When the same scenario is approached using CRIT, the setup changes. Context includes recent applicant behavior, discount rate pressure, and program-level variation. The role reflects someone responsible for enrollment performance in a similar environment. The interview step surfaces additional details about constraints and priorities. Only then is the task defined. 

The difference shows up immediately. The response is more specific, the recommendations are more relevant, and the conversation moves closer to something that can be acted on.

 

Where This Changes Outcomes 

Two patterns show up consistently when teams begin using this approach more intentionally. 

The first is around context. Without it, even strong prompts produce surface-level outputs. With it, the same tools begin to reflect the institution’s reality in a way that supports actual decision-making. 

The second is around blind spots. The interview step brings forward questions that were not initially considered. In many cases, those questions reshape the direction of the work before the final response is even generated. 

These are small shifts in behavior, but they compound quickly when they are applied consistently.

 

Why This Matters Now 

In a recent conversation on how institutions are using AI in practice, one theme kept coming up. The difference in outcomes was not tied to the tool being used. It was tied to how people were engaging with it in their day-to-day work.  

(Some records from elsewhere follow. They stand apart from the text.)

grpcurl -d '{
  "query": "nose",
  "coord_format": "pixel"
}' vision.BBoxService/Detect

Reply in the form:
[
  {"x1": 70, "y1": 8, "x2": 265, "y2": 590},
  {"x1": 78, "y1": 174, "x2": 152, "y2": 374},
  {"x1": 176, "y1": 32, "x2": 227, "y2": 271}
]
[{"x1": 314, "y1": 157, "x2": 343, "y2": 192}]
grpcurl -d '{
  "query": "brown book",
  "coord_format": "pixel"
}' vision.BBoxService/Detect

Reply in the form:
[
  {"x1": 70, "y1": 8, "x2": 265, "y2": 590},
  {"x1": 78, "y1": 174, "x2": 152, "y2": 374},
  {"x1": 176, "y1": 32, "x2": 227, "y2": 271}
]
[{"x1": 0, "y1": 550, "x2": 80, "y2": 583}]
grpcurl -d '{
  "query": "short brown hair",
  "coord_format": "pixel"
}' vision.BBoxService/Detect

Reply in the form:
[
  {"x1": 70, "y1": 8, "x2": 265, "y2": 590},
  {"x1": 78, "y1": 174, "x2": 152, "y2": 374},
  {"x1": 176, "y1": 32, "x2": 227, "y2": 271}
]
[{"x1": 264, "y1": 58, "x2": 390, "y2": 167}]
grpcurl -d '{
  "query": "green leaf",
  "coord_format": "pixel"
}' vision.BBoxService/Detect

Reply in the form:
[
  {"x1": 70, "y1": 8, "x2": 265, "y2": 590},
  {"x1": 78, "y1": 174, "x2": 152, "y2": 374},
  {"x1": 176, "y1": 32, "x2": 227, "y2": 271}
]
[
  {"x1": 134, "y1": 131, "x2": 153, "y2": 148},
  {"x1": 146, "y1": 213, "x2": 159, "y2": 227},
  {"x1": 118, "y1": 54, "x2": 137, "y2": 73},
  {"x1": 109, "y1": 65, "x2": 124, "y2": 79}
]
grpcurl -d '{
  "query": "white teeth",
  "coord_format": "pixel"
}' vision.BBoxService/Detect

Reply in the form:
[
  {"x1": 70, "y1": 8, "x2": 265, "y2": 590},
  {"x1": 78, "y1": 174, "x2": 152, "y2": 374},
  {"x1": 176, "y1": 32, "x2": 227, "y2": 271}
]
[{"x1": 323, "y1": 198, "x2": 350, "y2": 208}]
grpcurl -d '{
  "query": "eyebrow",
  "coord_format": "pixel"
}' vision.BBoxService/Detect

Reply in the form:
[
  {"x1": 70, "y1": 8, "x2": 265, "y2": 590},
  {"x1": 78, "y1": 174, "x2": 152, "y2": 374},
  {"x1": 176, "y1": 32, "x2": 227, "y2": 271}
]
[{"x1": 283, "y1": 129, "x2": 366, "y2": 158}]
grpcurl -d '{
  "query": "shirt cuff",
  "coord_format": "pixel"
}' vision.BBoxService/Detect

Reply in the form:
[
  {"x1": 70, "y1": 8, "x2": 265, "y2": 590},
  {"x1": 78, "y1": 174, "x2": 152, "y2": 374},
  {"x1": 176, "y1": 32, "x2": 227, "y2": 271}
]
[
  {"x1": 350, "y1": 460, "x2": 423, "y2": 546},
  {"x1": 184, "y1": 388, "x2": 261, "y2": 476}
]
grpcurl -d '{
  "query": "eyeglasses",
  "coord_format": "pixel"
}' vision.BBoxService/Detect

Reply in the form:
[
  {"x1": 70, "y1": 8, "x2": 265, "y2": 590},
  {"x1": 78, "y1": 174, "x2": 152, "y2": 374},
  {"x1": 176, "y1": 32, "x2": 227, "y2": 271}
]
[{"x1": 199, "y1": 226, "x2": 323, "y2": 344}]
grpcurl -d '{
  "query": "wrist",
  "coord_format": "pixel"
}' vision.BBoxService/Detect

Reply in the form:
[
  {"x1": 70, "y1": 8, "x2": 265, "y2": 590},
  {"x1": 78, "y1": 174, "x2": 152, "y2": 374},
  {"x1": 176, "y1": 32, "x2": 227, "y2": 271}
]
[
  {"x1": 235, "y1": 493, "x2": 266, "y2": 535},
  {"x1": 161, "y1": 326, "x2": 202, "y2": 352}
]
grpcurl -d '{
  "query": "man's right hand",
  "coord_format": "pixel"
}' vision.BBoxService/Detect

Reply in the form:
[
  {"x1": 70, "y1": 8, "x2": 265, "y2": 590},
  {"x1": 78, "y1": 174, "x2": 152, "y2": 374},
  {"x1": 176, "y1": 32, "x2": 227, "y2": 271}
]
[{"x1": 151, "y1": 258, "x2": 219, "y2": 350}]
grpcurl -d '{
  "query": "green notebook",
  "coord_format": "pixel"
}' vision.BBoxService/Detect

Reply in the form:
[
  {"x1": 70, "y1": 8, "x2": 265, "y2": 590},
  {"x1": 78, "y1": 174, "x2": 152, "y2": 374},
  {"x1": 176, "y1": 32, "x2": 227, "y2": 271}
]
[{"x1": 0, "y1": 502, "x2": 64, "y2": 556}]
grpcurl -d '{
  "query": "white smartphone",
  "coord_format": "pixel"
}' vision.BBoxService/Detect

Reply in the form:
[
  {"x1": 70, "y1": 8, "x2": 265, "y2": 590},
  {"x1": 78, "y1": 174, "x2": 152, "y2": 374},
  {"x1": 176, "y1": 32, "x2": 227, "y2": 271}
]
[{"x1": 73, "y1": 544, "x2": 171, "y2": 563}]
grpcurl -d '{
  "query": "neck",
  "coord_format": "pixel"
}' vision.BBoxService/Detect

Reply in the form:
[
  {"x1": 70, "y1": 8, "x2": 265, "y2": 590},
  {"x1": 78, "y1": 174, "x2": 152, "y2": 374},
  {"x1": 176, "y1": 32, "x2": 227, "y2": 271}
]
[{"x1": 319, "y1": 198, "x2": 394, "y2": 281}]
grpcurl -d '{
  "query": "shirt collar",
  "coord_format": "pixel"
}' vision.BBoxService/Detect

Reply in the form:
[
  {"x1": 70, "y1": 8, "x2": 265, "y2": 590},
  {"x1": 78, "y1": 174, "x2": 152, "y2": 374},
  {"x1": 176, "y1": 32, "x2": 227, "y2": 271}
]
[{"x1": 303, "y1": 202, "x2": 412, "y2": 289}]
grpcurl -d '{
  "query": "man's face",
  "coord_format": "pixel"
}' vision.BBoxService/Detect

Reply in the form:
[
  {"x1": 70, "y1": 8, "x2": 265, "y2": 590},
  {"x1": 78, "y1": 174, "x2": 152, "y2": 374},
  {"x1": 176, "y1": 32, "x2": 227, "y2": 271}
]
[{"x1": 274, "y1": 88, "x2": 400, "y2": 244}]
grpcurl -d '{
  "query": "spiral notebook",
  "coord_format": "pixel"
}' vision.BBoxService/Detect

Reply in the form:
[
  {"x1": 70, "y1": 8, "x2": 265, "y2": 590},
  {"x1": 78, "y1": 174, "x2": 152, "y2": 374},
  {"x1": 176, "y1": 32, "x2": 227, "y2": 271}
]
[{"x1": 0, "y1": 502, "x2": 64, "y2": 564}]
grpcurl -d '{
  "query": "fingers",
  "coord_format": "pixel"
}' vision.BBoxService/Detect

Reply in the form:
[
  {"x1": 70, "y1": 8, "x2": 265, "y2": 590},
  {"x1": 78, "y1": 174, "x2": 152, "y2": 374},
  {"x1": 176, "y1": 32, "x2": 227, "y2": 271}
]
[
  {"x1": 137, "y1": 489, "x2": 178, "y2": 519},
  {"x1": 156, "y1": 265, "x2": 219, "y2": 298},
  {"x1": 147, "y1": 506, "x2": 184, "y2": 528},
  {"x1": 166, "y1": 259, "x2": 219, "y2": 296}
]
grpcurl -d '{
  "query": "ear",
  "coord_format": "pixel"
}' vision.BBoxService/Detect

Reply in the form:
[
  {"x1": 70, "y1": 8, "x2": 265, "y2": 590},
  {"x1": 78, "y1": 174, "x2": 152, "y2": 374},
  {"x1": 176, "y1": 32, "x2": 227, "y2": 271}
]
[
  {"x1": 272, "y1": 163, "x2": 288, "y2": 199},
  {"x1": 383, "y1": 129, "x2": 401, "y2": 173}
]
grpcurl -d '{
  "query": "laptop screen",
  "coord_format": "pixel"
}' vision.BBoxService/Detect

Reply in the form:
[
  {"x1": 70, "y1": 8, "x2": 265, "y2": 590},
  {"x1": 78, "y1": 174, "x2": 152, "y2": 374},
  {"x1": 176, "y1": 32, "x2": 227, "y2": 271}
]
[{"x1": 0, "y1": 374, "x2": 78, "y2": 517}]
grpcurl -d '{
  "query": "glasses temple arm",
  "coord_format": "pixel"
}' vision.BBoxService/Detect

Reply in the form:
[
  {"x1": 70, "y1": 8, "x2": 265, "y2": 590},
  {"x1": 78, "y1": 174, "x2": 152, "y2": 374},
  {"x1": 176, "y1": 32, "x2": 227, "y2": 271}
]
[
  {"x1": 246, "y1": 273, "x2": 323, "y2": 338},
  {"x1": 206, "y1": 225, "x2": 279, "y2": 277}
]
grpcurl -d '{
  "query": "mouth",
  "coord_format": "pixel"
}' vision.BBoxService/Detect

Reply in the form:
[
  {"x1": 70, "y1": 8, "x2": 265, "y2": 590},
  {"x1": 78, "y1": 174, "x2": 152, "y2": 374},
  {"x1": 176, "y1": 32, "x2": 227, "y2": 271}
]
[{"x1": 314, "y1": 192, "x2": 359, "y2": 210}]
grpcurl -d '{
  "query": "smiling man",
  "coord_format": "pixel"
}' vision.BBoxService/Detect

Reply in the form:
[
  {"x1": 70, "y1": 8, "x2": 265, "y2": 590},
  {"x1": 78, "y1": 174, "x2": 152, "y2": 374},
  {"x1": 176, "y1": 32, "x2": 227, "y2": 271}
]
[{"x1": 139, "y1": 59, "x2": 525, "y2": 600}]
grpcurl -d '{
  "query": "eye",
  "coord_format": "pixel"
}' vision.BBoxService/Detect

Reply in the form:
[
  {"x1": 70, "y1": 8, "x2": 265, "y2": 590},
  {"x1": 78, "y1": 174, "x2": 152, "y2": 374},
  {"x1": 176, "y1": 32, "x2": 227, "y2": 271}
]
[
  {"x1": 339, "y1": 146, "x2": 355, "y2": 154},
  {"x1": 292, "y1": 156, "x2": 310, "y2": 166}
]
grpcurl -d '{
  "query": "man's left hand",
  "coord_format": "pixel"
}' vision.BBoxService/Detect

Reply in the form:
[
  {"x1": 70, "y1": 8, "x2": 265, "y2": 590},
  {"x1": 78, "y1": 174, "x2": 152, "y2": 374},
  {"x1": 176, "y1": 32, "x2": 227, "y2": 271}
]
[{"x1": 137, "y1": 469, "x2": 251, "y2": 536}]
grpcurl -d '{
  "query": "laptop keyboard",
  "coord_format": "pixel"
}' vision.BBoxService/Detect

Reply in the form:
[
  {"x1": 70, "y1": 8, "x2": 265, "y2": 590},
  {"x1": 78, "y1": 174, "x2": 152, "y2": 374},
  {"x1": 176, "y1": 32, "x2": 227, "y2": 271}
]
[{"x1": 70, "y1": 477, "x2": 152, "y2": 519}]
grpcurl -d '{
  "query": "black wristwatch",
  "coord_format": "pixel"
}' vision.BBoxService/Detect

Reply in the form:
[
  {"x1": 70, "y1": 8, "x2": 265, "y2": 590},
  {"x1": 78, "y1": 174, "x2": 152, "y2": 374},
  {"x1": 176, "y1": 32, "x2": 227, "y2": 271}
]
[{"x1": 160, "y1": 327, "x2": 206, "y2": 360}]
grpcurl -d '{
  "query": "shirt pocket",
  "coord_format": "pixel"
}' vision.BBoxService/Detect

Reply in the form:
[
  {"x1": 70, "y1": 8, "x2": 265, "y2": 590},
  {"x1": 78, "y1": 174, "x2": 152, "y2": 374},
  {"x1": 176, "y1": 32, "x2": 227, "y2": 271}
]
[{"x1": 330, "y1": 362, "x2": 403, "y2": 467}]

That’s especially relevant for leaders. When leaders change how they interact with AI, it influences how decisions are explored, how quickly teams move, and how consistently work is executed across the organization. 

 

Where to Start 

The next time you open one of these tools, resist the urge to jump straight to the task. Take a minute to build the interaction first. Provide context that reflects your environment, assign a role that matches the perspective you need, and let the AI ask questions before you move forward. 

It does not take much longer, but it changes what you get back in a way that is immediately noticeable. 

And once you see that difference, it becomes very difficult to go back to the old way of working.